The defense of Great Britain was one of HALFMOON’s central aims, and much of the atomic blitz was to be launched from British air bases. But that would only encourage the Soviets, one Pentagon official warned, to begin the war with a “devastating, annihilating attack” on Great Britain. Denied access to British airfields, American planes would be forced to use bases in Egypt, India, Iceland, Greenland, Okinawa, or Alaska. The limited range of B-29 and B-50 bombers might require some American crews to fly one-way “suicide” missions. “It will be the cheapest thing we ever did,” Major General Earle E. Partridge said. “Expend the crew, expend the bomb, expend the airplane all at once. Kiss them good-bye and let them go.”

President Truman was given a briefing on HALFMOON and the atomic blitz in May 1948. He didn’t like either of them. Truman told the Joint Chiefs to prepare a plan for defending Western Europe — without using nuclear weapons. He still hoped that some kind of international agreement might outlaw them. The Joint Chiefs began to formulate ERASER, an emergency war plan that relied entirely on conventional forces.

A month later the Soviets cut rail, road, and water access to the western sectors of Berlin. Truman now faced a tough choice. Defying the blockade could bring war with the Soviet Union. But backing down and abandoning Berlin would risk the Soviet domination of Europe. The U.S. military governor of Germany, General Lucius D. Clay, decided to start an airlift of supplies into the city. Truman supported the airlift, while the Joint Chiefs of Staff expressed doubts, worried that the United States might not be able to handle a military confrontation with the Soviets. Amid the Berlin crisis, work on ERASER was halted, Truman issued a series of directives outlining how nuclear weapons should be used — and the atomic blitz became the most likely American response to a Soviet invasion of Western Europe.

The new strategy was strongly opposed by George Kennan and others at the State Department, who raised questions about its aftermath. “The negative psycho-social results of such an atomic attack might endanger postwar peace for 100 years,” one official warned. But the fiercest opposition to HALFMOON and the similar war plans that followed it — FLEETWOOD, DOUBLESTAR, TROJAN, and OFFTACKLE — came from officers in the U.S. Navy. They argued that slow-moving American bombers would be shot down before reaching Soviet cities. They said that American air bases overseas were vulnerable to Soviet attack. And most important, they were appalled by the idea of using nuclear weapons against civilian targets.

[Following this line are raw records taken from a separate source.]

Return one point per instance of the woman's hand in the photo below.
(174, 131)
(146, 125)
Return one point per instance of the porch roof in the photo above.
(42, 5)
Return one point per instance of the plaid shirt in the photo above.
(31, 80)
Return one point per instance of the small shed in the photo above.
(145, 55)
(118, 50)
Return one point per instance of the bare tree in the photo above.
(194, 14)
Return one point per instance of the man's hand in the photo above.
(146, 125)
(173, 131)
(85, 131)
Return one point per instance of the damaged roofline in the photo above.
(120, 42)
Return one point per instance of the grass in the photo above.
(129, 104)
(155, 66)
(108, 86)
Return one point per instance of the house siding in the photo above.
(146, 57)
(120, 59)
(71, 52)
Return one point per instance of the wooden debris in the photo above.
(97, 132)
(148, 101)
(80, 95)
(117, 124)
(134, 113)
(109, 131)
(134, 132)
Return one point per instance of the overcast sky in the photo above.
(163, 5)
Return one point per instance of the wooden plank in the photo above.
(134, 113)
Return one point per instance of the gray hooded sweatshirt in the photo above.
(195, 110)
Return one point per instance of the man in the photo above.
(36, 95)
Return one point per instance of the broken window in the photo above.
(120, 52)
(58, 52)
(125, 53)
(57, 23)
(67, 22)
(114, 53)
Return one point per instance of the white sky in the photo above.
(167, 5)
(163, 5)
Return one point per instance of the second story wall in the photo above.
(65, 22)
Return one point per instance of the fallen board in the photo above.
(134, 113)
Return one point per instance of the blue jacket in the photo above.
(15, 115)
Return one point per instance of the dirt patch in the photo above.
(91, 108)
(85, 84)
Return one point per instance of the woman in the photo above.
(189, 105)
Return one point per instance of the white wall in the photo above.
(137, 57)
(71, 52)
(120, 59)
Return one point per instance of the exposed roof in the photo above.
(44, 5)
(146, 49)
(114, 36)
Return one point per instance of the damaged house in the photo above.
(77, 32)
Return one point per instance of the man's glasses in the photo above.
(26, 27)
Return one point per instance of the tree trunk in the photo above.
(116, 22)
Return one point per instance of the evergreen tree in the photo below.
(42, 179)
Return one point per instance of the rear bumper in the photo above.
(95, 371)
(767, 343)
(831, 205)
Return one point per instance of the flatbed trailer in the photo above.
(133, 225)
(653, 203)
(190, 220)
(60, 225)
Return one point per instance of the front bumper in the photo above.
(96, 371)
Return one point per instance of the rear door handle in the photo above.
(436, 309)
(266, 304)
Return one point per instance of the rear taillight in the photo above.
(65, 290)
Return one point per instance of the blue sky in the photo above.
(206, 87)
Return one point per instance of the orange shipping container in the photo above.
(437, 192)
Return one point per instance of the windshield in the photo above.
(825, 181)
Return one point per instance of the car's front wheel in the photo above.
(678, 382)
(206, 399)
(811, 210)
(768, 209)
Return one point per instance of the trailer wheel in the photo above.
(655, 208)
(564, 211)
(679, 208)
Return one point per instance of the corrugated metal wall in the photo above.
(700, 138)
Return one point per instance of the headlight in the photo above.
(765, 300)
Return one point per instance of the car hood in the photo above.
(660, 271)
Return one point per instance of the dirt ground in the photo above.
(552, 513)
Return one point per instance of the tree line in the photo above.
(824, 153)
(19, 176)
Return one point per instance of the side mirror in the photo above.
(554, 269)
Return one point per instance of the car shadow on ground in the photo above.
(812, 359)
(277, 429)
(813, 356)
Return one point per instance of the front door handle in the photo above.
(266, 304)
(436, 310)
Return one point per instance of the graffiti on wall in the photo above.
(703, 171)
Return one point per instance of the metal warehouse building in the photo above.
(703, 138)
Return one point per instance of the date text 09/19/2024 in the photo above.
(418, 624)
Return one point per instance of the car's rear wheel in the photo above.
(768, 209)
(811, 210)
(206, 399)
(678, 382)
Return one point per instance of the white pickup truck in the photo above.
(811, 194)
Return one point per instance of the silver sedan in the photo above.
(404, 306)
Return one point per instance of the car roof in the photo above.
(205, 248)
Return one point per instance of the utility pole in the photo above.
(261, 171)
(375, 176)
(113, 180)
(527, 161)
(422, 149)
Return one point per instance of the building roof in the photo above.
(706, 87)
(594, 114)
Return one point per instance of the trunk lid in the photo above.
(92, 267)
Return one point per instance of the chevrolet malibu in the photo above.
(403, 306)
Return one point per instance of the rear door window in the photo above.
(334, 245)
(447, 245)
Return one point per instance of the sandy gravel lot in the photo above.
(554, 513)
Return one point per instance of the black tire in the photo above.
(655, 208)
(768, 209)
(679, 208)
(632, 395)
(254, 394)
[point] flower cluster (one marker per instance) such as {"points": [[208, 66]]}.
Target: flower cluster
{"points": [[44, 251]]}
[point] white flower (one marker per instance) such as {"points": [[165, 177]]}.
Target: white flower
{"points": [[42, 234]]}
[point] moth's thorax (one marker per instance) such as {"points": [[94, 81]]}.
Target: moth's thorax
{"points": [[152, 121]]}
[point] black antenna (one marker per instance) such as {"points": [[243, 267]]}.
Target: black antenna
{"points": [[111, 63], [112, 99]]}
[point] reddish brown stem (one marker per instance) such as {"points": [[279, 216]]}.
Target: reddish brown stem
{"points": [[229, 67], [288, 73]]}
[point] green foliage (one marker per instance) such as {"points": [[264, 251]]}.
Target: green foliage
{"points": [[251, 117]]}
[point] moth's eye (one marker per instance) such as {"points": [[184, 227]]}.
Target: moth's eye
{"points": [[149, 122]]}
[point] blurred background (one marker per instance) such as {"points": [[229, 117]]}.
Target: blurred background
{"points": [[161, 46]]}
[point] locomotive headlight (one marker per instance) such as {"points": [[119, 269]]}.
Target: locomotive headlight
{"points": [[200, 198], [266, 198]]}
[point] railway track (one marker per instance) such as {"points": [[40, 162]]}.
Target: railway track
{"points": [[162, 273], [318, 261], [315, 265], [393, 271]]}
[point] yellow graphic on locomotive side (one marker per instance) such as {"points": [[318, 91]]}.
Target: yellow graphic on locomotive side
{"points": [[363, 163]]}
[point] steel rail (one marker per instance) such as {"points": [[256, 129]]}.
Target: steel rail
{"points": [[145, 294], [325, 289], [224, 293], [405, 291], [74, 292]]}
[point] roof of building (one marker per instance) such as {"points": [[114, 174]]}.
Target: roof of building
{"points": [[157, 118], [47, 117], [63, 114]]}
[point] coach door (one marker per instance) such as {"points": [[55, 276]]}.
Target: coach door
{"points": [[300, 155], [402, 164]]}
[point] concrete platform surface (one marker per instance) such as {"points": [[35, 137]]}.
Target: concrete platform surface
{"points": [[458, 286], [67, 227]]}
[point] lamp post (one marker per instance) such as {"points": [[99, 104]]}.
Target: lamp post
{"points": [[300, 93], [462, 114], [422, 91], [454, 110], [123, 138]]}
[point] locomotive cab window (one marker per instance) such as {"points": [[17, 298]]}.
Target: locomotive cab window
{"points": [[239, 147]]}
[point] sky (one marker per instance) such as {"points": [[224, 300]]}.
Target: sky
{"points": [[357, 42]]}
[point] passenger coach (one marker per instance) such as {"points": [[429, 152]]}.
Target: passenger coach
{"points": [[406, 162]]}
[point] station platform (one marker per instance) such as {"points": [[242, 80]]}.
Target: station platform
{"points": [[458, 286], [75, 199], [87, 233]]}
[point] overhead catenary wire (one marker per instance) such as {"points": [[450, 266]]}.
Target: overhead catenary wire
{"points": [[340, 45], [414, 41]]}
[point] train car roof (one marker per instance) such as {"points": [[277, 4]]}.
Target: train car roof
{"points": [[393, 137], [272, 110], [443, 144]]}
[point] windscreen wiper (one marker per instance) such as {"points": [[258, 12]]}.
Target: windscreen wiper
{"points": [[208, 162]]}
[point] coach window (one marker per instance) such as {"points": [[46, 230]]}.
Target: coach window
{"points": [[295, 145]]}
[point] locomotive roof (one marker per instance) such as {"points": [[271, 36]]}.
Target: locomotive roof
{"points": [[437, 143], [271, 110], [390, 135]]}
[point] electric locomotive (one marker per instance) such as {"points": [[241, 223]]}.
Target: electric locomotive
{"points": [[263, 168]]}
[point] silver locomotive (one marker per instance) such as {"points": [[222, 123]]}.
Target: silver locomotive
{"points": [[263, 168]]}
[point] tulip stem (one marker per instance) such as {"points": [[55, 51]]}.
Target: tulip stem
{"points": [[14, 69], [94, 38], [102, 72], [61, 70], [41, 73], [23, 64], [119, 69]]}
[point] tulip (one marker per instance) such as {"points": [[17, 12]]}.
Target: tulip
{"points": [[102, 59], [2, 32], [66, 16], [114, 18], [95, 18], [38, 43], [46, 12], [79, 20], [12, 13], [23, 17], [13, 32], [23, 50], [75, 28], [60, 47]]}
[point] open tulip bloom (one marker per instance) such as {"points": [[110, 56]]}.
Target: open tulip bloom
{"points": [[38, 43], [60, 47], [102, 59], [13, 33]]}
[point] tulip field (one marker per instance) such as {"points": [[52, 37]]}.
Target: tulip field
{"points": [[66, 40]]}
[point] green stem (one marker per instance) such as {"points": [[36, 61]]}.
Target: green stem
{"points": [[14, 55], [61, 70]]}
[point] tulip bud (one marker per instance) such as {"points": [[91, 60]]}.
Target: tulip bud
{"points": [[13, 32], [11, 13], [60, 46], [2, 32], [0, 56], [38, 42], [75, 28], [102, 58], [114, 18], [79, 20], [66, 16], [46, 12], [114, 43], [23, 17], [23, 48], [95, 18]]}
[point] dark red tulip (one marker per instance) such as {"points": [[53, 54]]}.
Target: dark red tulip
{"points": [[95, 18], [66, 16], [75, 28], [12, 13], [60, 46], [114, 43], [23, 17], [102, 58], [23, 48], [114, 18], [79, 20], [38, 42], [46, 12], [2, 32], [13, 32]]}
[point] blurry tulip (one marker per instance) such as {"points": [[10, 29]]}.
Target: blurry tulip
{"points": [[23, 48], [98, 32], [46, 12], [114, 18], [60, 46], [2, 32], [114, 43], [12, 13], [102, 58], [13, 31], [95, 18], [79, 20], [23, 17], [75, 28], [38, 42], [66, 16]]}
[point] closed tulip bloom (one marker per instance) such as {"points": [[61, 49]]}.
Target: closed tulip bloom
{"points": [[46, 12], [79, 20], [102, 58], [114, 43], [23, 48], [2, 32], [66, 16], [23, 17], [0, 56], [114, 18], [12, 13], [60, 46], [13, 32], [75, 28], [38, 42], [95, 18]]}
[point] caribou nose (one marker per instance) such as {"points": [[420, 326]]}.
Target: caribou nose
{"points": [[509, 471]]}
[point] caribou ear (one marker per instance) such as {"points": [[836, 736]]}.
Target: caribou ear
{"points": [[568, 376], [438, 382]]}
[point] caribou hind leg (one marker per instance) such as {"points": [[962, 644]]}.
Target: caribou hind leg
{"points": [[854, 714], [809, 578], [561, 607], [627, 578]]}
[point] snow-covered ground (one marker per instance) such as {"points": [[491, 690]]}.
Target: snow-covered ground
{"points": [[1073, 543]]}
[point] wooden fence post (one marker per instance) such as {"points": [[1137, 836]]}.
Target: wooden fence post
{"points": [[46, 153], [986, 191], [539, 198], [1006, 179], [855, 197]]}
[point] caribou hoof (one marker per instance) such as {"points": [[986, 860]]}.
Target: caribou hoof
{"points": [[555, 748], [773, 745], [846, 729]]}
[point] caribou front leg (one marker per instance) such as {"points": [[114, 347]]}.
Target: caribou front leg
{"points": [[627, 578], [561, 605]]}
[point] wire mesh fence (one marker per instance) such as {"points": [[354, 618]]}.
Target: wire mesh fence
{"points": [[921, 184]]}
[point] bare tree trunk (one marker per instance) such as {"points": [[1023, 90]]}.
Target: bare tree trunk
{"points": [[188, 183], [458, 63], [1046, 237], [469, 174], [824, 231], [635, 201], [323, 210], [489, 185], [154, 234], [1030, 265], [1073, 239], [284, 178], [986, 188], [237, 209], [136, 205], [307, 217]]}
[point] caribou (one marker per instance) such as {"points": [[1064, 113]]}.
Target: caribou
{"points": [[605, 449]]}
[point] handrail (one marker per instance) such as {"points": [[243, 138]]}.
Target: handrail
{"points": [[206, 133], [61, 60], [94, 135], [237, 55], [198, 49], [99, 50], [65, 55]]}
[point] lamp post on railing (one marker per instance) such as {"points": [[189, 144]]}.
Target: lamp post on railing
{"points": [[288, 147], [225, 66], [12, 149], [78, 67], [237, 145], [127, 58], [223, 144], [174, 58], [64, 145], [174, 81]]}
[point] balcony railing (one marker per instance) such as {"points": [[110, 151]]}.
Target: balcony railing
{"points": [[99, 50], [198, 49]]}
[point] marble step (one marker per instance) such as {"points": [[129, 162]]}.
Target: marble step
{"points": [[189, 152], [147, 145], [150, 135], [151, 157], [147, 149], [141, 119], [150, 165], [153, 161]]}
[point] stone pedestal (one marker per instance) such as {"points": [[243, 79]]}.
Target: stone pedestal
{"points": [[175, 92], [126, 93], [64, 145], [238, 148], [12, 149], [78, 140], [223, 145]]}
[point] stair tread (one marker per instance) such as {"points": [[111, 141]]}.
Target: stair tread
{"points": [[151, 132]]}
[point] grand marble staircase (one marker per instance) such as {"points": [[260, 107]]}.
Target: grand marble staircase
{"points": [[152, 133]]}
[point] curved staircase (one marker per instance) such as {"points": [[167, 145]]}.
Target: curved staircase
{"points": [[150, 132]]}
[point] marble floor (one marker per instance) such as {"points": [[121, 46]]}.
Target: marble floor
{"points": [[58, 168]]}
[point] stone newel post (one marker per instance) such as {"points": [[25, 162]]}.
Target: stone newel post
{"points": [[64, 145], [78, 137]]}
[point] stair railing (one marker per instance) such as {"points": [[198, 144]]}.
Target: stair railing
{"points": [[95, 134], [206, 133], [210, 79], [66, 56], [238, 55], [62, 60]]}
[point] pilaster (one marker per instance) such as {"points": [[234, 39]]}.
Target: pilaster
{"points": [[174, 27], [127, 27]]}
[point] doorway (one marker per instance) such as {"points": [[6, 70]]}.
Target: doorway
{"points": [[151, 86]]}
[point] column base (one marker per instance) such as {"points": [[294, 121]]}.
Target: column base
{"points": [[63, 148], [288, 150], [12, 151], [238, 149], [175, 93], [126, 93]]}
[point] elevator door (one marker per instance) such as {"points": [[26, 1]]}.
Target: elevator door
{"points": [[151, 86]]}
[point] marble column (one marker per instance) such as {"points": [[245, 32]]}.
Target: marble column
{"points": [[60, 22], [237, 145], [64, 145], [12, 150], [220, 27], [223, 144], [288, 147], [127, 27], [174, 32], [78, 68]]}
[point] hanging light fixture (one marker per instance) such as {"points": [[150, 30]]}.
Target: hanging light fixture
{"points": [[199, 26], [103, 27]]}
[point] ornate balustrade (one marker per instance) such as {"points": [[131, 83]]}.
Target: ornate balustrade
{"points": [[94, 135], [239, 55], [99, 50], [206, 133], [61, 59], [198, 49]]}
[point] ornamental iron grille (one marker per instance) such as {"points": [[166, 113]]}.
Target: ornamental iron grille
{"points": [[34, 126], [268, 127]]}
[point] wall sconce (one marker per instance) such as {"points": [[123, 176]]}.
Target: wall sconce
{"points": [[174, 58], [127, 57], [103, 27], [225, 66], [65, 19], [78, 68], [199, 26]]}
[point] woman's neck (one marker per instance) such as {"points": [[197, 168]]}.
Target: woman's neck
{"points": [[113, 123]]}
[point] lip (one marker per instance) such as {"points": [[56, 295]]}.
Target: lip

The Navy had practical, as well as ethical, reasons for opposing the new war plans. Atomic bombs were still too heavy to be carried by planes launched from the Navy’s aircraft carriers — a fact that gave the newly independent U.S. Air Force the top priority in defense spending. For more than a century, naval officers had regarded themselves as the elite of the armed services. They now resented the aggressive public relations efforts of the Air Force, the disparaging remarks about sea power, the books and articles claiming that long-range bombers had won the Second World War, the propaganda films like Walt Disney’s Victory Through Air Power, with its jolly animated sequences of cities in flames and its tagline: “There’s a thrill in the air!” The Navy thought the atomic blitz was the wrong way to defend the free world, and at the Pentagon a battle soon raged over how the next war in Europe should be fought.